For the most part, I’m grateful for the numerous blessings in my life including my health; my wife; my daughters; my mom, siblings and extended family; my personal freedom and civil rights; my work; access to excellent films and literature; the Pacific Northwest, and a surplus of Honey Bunches of Oats.
But I get frustrated with myself for not being as appreciative as I should all the time. Sometimes, when sitting in faculty meetings, or in traffic, or for hours at the doctor’s office, I can even begin to feel sorry for myself.
The ancient Stoics had a strategy for being joyful, negative visualization. Negative visualization entails taking a few minutes out of one’s enjoyment of life a few times each day or week to think about how all the most positive things in one’s life could be taken away. What if a loved one were to suddenly die? What would my life be like without my wife? Without a daughter? Without my mother? What if I was severely injured and couldn’t swim, cycle, or run? What if we lost all our life savings through disastrous decision making or an unprecedented financial meltdown?
All of those questions combined pale in comparison to one I’ve been batting around this past week: what if I lived in North Korea?
I’m fascinated by North Korea partly because I briefly lived in 1990 Marxist Ethiopia, partly because the curtain around it is drawn so incredibly tight, and partly because of Bradley K. Martin’s lengthy, riveting history of 20th Century Korea, Under the Loving Care of the Fatherly Leader: North Korea and the Kim Dynasty.
Yesterday, I finished another genius work titled Nothing to Envy: Ordinary Lives in North Korea by Barbara Demick. One hundred eighty five, five star customer reviews on Amazon, not bad. Demick, a former LA Times correspondent based in Seoul, tells the story of six North Koreans she got to know after they defected first to China, then South Korea. She introduces each character when things are, as always in North Korea, extremely repressive, and then they endure the mid 90’s collapse of the already pitiful economy and the famine that killed somewhere between ten and twenty percent of the population, including some of their parents, siblings, and young students.

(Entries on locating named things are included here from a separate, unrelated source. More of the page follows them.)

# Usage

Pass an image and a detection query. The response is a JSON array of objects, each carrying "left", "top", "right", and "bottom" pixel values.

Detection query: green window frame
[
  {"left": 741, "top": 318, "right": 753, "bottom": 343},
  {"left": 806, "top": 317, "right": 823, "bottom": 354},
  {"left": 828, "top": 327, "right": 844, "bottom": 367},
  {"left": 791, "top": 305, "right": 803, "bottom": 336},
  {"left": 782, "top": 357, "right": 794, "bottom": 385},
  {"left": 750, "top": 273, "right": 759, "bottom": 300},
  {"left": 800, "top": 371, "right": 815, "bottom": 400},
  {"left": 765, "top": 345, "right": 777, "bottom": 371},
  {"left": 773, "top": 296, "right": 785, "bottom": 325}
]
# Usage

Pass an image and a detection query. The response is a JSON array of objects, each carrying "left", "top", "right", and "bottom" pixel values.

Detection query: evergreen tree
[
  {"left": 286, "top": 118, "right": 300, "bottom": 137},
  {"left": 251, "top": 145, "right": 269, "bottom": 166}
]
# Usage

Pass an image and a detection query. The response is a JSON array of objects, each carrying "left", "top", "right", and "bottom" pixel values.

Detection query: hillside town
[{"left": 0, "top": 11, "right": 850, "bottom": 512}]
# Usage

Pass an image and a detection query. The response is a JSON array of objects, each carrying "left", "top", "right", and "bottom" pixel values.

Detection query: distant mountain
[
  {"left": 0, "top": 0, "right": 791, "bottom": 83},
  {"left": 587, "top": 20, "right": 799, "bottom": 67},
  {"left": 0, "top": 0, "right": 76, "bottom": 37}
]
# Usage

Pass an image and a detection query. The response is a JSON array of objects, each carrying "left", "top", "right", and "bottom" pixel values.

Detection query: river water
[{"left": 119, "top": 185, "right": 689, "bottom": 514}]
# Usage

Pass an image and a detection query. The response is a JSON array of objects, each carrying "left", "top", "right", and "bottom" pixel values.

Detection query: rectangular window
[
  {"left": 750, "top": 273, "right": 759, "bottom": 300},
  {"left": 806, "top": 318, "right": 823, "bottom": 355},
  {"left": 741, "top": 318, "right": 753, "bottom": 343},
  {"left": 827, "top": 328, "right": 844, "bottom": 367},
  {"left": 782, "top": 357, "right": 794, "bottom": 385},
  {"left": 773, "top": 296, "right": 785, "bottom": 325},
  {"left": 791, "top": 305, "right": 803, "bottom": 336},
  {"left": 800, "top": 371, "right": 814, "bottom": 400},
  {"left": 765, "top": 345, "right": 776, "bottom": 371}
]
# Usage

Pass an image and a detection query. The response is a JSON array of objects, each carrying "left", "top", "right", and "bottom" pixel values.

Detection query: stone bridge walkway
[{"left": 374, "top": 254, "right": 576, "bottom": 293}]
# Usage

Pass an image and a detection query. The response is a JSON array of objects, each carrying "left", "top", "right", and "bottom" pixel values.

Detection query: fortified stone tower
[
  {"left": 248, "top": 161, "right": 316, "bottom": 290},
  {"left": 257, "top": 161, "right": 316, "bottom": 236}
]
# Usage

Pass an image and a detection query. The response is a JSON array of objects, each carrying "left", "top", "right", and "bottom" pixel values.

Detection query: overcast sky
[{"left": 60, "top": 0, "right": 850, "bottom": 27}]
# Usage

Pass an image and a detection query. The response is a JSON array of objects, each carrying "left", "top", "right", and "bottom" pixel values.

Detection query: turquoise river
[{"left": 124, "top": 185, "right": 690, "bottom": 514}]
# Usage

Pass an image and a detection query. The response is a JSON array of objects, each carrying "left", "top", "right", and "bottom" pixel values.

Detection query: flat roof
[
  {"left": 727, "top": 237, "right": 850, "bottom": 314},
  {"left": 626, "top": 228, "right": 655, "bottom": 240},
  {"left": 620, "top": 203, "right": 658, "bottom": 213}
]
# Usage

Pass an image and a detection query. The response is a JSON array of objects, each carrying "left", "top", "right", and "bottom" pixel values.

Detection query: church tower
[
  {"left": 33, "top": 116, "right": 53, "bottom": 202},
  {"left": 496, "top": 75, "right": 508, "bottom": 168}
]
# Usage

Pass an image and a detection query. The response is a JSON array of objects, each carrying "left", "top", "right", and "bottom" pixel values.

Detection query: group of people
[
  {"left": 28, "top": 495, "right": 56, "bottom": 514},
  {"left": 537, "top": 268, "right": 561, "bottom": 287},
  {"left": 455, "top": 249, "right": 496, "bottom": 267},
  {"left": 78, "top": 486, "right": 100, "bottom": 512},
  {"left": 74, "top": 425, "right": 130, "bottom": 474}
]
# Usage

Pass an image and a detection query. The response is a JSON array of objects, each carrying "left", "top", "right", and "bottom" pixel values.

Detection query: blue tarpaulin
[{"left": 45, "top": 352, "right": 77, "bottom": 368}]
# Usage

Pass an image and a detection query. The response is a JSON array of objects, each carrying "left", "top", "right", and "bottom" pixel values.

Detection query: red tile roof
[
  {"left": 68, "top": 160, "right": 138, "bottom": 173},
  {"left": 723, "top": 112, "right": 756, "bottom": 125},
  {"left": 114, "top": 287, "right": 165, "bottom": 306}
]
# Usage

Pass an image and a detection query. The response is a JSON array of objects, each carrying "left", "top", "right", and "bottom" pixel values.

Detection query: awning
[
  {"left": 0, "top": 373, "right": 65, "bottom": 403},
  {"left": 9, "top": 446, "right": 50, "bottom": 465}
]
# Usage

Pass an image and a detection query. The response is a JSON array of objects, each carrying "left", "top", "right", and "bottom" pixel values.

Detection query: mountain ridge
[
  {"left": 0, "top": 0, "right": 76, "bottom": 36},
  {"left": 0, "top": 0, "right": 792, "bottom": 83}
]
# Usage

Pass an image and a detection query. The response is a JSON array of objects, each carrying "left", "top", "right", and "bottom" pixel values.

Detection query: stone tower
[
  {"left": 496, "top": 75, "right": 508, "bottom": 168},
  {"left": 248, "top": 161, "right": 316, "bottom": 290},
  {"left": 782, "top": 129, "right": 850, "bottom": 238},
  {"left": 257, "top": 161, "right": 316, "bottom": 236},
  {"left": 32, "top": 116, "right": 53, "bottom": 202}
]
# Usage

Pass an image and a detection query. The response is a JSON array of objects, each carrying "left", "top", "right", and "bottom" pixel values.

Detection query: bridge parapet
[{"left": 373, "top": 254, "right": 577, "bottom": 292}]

It’s going to take awhile to shake this book. Actually, I hope I never do. In fact, the next time I look in the frig and wonder what to make given the paucity of pickings, I hope I’ll remember that some North Koreans are picking individual kernels of corn and grains of rice from animal waste and then eating them or climbing trees to cut off and then eat the soft underside of the bark. The next time the internet is down, I hope I remember that in North Korea there is no internet. And the next time my government demonstrates its fallibility, I hope I remember that in North Korea government officials burn unopened letters in the winter for warmth.
Those references just scratch the surface of how evil the Kim dictatorship is and how utterly brutal life is in North Korea. My vote for the worst address in the world. I’m surprised more North Koreans don’t attempt to escape across the Tumen River. And the frustrating thing is the world seems content not to do anything probably because they threaten to unleash their military might on Japan and South Korea. That “can’t do anything” mindset is much tougher to accept given Demick’s storytelling. We are at best selective humanitarians.
Thank you Deborah Demick for the disorienting stories and the reminder that life is far, far worse in North Korea than people as privileged as myself can ever fully grasp.